A report from 60 Minutes and the Washington Post on Sunday suggested Central Ohio-based Cardinal Health and other opioid painkiller distributors persuaded Congress to weaken the Drug Enforcement Agency’s authority.
The Ensuring Patient Access and Effective Drug Enforcement Act, which passed last year, dismantled a key tool the DEA used to suspend suspicious shipments of opioids.
Gov. John Kasich said his office is checking into whether to include distributors in the state’s lawsuit against drug companies.
“You always have to look at claims and you have to look at them thoroughly and find out what the truth is. And that’s precisely what we’re doing. So we are examining it right now,” Kasich said. “We’re looking into what are the facts before we decide anything. We’ve got to find what the facts are.”
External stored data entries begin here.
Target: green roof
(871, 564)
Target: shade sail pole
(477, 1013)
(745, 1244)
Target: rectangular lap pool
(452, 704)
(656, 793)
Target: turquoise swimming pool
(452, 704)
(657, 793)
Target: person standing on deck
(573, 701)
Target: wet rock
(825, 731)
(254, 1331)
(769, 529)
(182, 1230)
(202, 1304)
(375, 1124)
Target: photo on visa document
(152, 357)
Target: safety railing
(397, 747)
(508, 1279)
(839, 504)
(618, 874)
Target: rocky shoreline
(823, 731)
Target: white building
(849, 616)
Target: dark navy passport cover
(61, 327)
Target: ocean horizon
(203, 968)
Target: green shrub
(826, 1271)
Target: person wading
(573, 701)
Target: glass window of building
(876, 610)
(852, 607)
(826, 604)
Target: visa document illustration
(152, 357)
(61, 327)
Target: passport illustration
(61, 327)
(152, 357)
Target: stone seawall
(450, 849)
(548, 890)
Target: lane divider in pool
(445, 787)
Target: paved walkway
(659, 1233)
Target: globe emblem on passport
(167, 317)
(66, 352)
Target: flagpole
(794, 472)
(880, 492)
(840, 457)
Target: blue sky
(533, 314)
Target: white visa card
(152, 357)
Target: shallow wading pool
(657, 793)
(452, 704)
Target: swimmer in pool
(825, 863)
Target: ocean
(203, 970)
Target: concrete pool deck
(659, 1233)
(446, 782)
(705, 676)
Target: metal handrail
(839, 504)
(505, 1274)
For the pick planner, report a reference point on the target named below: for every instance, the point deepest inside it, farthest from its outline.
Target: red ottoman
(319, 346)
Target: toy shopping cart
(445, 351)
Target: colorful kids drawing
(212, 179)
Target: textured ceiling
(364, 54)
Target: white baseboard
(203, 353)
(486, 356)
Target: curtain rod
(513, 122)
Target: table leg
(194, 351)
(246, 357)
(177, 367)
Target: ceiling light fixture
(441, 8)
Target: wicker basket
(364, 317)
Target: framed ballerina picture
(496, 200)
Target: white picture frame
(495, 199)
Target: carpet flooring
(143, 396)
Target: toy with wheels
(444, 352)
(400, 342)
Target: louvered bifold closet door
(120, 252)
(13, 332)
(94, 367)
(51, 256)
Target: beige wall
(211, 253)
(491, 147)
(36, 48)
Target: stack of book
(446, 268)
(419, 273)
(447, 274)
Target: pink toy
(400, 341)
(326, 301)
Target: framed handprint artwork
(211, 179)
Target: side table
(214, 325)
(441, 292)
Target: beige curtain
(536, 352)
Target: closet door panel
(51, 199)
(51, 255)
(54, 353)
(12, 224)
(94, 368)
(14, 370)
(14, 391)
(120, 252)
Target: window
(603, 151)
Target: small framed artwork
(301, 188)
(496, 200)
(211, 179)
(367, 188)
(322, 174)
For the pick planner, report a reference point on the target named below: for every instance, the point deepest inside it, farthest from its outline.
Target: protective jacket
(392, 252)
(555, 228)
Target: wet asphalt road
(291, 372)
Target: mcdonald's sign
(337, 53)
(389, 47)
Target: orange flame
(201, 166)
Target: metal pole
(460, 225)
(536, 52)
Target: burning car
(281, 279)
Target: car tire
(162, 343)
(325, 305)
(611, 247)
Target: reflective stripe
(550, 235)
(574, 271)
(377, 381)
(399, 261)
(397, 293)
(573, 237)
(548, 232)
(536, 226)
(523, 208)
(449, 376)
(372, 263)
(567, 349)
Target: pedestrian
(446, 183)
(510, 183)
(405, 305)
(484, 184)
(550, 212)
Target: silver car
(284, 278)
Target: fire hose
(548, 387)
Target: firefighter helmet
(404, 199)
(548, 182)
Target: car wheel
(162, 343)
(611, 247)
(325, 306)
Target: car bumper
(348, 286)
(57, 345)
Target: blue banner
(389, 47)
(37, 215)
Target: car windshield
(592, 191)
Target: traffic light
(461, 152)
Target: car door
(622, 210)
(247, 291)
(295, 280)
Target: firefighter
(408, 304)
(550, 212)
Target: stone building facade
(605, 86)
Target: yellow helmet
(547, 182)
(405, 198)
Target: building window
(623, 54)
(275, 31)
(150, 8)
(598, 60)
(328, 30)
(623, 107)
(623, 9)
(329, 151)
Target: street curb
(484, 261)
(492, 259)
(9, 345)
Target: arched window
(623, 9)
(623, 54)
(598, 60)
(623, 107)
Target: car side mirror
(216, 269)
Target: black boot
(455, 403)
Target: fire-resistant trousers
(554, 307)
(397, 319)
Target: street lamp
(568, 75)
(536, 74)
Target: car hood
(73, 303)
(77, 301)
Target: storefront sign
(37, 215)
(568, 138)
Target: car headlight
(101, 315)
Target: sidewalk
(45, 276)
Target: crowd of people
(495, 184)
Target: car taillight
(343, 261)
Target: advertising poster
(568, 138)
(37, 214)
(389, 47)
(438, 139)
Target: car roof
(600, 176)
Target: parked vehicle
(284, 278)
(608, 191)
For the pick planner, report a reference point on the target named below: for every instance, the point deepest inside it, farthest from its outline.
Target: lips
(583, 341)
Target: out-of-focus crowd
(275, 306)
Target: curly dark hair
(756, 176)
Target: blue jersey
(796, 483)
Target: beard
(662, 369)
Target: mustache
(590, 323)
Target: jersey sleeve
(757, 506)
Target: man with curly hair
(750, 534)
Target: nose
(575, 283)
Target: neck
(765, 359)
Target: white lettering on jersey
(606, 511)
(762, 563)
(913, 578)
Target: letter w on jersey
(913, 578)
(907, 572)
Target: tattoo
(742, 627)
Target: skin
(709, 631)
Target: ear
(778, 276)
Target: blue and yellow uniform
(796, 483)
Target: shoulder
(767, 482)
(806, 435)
Ohio is already suing five manufacturers of prescription painkillers, claiming they downplayed the dangers when they aggressively marketed those drugs to doctors, who prescribed them to patients who got addicted.
Sen. Sherrod Brown says he’s troubled that the DEA under the Obama administration didn’t raise alarms about the bill to the administration and Congress.
“I guess their answers were they were so beaten down by the drug industry, but their job is to stand up to the drug industry,” Brown says.
Several Ohio cities and counties have already filed suit against Cardinal Health, along with McKesson Corporation and Amerisource Bergen.